La seconde partie de cette journée technique était axée sur les terroirs et les cépages du vignoble jurassien. L’originalité de ces terroirs viticoles est liée à la nature des terrains et à leur organisation particulière. Tous les terrains du sous-sol du vignoble jurassien se sont déposés au cours de l’ère secondaire, et les marnes y sont prépondérantes, comme l’a rappelé Michel Campy. “Les mers de l’ère secondaire ont permis le dépôt de boues argileuses et calcaires, qui se sont peu à peu transformées en marnes. C’est en raison de l’abondance et de la qualité minéralogique de ces dernières que les terroirs viticoles du vignoble d’Arbois sont exceptionnels.” Plusieurs faciès marneux ont été recensés :
•    les marnes “irisées” du Trias à la base, où alternent les bancs rouges lie de vin, verts, gris et beiges. “Elle se sont déposées dans des lagunes, de -230 à -200 millions d’années alors que les dinosaures vaquaient aux alentours”, a rappelé le géologue ;
•    les marnes grises du Lias, entrecoupées de bancs calcaires comme le calcaire “à gryphées”, riche en huîtres géantes. Elles se sont déposées dans les mers du Jurassiques inférieur, de -200 à -175 millions d’années.

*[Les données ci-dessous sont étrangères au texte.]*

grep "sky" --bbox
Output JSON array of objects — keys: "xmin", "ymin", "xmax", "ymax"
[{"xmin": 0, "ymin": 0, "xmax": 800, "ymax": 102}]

“Chaque cépage jurassien a trouvé sa place dans ces ensembles géologiques”, a précisé Michel Campy. Parmi les cépages rouges, le trousseau, propre au vignoble jurassien, est le plus exigeant. Il ne mûrit bien que dans les sols “chauds”, légers et graveleux. En revanche, le ploussard (ou poulsard) donne ses meilleurs arômes sur les marnes noires et les bancs gréseux du sommet du Trias.


Parmi les cépages blancs, le savagnin –à l’origine du célèbre vin jaune– n’aime que les terrains lourds que lui offrent les marnes grises du Lias. Quant au chardonnay, cépage emprunté à la Bourgogne, a expliqué ce géologue amateur de vin, “il est capable d’atteindre une excellente maturité sur presque tous les types de sol”. Et de préciser : “Ses arômes seront très différents selon les lieux. Mineral sur les terrains lourds, il devra attendre plusieurs années pour donner ses meilleures productions. En revanche, il pourra se conserver très longtemps en s’améliorant. Sur terrain plus léger, le chardonnay est plus immédiatement fruité, prêt à boire en quelques mois. Par contre, sa conservation sera plus aléatoire.”

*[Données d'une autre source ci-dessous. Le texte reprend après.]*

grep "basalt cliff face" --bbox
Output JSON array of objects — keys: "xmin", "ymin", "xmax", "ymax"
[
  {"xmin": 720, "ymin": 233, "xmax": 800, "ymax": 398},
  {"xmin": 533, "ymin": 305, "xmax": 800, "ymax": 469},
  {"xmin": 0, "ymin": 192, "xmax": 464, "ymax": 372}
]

Complexe, passionnante et riche en enseignement, cette journée s’est achevée au domaine de La Pinte, propriété du groupe de TP Roger Martin depuis la fin des années 1950. À l’origine, le terroir de La Pinte était planté de vignes, au XIXe siècle, avant que le phylloxéra ne provoque l’éradication complète du vignoble ; anéantis, les propriétaires ne replantèrent pas de vigne en ce lieu. Au début des années 1950, un enfant d’Arbois, Roger Martin (créateur du groupe éponyme), et amateur de vins jaunes, a eu l’idée de replanter une vingtaine d’hectares de vignes sur le terroir de La Pinte, aux qualités géologiques particulières. Car c’est ici que se profile la bande des marnes bleues, qui court d’Arbois à Château-Chalon, à 400 mètres d’altitude. Ces marnes favorisent l’obtention de ce que l’on appelle ici le “goût de jaune”.


Le domaine de La Pinte renaît avec l’édification des caves. Les pierres calcaires proviennent de la carrière de Montesserain, d’où sont extraites celles qui ont servi à édifier le clocher d’Arbois. Ces caves et leurs voûtes en anse de panier sont, dit-on ici, le dernier monument franc-comtois construit à l’ancienne.
Pour les curieux, c’est un domaine à visiter, et pour les amateurs de vins du Jura, un lieu où s’attarder.